There were protests in all 50 states on Saturday. The largest demonstration took place in Washington, DC, where between half a million and 680,000 people marched, in a city with a total population of 660,000. According to crowd scientists at Manchester Metropolitan University in Britain, the crowd was roughly three times the size of the audience at President Trump’s inauguration a day earlier. The Los Angeles protest also drew hundreds of thousands of participants, with event organizers estimating the crowd at as many as 750,000. In New York, around half a million people protested. Between 100,000 and 250,000 people marched in Boston, Chicago, Denver, San Francisco, Seattle and London, and between 50,000 and 100,000 were estimated in Atlanta, Austin, Madison, Oakland, Philadelphia, Portland, Minneapolis-St. Paul and Toronto.
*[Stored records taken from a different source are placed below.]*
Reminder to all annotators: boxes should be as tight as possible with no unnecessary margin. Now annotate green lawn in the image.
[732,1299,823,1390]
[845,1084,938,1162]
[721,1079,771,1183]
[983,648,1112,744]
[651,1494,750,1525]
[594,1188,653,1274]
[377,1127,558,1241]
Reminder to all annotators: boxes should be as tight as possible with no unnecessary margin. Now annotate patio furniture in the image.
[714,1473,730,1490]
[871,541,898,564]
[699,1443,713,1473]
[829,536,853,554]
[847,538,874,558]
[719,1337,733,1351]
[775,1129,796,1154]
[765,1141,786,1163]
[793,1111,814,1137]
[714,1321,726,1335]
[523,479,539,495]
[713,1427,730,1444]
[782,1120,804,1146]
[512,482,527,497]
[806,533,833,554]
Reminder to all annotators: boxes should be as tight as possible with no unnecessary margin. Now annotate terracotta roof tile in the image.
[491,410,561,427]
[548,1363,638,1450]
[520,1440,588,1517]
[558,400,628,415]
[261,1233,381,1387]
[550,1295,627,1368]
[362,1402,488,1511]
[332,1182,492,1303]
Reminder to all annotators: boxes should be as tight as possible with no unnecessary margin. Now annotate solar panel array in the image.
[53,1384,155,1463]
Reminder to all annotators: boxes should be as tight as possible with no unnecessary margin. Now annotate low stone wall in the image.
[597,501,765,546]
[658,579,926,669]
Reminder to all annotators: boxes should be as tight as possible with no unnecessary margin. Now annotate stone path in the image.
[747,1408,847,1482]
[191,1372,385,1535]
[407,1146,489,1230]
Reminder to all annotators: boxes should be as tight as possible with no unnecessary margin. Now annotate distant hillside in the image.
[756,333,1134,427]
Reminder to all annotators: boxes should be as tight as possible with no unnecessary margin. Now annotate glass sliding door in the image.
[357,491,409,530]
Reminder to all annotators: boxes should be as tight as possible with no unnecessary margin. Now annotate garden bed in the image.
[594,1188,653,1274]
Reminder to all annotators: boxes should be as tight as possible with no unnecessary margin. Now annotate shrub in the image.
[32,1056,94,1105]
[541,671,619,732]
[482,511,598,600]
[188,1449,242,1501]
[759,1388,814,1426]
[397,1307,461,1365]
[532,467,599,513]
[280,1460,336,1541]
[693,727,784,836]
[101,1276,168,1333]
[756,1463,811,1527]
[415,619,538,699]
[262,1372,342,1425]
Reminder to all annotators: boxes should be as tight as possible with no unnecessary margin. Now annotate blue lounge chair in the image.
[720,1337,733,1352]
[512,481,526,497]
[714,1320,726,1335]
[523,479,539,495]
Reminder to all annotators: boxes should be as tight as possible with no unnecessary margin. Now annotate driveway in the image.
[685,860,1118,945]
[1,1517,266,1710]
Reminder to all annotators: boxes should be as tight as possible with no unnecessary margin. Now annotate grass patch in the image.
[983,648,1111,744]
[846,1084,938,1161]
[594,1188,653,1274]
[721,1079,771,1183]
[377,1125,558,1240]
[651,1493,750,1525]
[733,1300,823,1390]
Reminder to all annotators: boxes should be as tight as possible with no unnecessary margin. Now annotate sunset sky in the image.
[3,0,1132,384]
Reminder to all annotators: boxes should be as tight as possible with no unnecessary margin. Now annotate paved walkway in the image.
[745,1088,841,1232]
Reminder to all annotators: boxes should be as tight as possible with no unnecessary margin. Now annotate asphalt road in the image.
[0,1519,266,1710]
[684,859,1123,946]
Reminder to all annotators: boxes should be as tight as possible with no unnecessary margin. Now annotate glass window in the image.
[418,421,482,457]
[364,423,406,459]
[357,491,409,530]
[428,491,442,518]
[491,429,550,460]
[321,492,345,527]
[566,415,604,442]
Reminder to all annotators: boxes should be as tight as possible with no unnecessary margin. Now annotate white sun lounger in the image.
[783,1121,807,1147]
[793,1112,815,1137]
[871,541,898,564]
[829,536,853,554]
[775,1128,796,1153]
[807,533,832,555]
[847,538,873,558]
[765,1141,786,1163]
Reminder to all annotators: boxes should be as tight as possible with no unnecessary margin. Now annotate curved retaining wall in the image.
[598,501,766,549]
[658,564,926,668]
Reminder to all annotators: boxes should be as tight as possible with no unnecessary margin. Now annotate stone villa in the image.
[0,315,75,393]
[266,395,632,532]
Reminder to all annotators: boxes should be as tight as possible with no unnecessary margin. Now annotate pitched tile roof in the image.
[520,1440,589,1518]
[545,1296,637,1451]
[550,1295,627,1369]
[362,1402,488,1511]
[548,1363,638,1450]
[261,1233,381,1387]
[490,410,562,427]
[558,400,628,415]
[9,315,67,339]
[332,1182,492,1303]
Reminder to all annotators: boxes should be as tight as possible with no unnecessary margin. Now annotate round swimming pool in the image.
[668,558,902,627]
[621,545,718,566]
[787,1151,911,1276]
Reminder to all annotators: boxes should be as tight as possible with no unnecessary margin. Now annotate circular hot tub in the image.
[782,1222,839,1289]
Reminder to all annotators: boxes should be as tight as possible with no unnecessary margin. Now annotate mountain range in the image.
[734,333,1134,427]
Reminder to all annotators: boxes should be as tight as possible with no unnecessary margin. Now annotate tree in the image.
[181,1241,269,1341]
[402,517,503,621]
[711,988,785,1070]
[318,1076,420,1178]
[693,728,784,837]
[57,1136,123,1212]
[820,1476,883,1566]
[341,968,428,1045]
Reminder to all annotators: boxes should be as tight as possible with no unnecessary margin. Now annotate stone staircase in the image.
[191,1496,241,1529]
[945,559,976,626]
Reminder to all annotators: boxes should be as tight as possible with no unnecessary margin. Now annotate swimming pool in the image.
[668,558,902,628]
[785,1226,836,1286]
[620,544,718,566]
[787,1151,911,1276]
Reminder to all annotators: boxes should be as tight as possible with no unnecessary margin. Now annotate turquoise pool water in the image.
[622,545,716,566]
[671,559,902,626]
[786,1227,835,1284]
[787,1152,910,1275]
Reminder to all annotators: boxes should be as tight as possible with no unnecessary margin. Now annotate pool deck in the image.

On the smaller side, half the entire town of Stanley, Idaho (population 63) braved a winter snowstorm to stand in solidarity with women across the nation and around the world against Trump. Speaking of wintry weather, around 30 travelers to Antarctica, including an 87-year-old woman, held a protest, with one sign reading “penguins march for peace.” One-person protests occurred in Conover, WI, Crestone, CO, Gila, NM, Grants Pass, OR, Pence, WI, Show Low, AZ and West Lima, WI. The smallest international events on Saturday saw eight people rally in Erbil, Iraq, five demonstrators in Isla Mujeres, Mexico, four people in Maadi Degla, Egypt one protester in Manutoulin Island, Canada and one person in Oranjestad, Aruba.
There were no arrests reported at any U.S. demonstrations.